En 1912 enfin, c’est au tour de la colonne Victor Hugo d’être inaugurée à deux pas, avec un an de retard (elle aurait dû marquer les cinquante ans du séjour d’Hugo à Waterloo); elle ne sera toutefois achevée qu’en 1954 : loin d’être un hommage littéraire neutre, un tel monument célèbre aussi la vision de la bataille donnée par le grand écrivain. En 1912 encore est posée à Hougoumont une stèle aux Soldats français morts durant la longue et vaine attaque de cette ferme ; un ossuaire est aménagé par le particulier qui occupe la ferme du Caillou, ancien quartier général de l’empereur, tandis qu’au pied de la butte est inauguré le Panorama, vaste rotonde abritant la peinture circulaire représentant la grande charge de cavalerie française magnifiée par Hugo. Cette attraction touristique, conçue en prévision du centenaire de la bataille en 1815, adopte le discours pictural de la défaite glorieuse et donc une sensibilité marquée par le point de vue français et la légende napoléonienne. Dans la foulée, une loi est votée en 1914 pour assurer la protection du site du champ de bataille contre toute nouvelle construction intrusive.
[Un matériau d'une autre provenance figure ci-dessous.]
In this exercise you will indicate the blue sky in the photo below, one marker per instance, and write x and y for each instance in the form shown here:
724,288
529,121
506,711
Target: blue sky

Elle est toujours en vigueur.
Le centenaire des Belges
Le centenaire de la bataille allait tomber en 1915. Un comité national est mis sur pied pour en assurer la préparation, dès 1911. On y trouve plusieurs généraux et officiers, mais également des forces vives du Brabant wallon, en l’espèce le vice-président du Sénat et le bourgmestre de Nivelles, ville touchée par les préparatifs et les suites de la bataille en 1815 et par ailleurs chef-lieu d’arrondissement dont relèvent Waterloo et les communes voisines. Ce comité lance une souscription nationale pour l’édification d’un monument aux Belges, sur un terrain offert à l’État belge par un particulier. Terminé en 1914, il se situe en plein site du champ de bataille, au carrefour de la grand-route Charleroi-Bruxelles et du chemin menant à la butte. Ce monument est dédié à tous les Belges ayant combattu à Waterloo, quel que soit leur camp. C’est avant tout la bravoure, comme trait national qui est commémorée : le « Belge » en est grandi, quel que soit l’uniforme, français ou belgo-néerlandais, que les circonstances lui ont fait endosser. L’inscription évoque l’honneur du drapeau (sans dire lequel) et des armes. Belle illustration, en somme, du sens belge du compromis. L’inauguration officielle lors du centenaire n’a toutefois pas eu lieu, la Grande Guerre ayant bouleversé tous les projets… C’est sans beaucoup d’effet qu’une proclamation allemande, lors de l’invasion d’aout 1914, appelle les Belges à se souvenir du rôle joué à leurs côtés en 1815 par les Allemands, contribuant à fonder l’indépendance acquise en 1830. Par contre, la résistance inattendue des soldats belges amènera à relire rétrospectivement l’héroïsme des Belges de Waterloo3.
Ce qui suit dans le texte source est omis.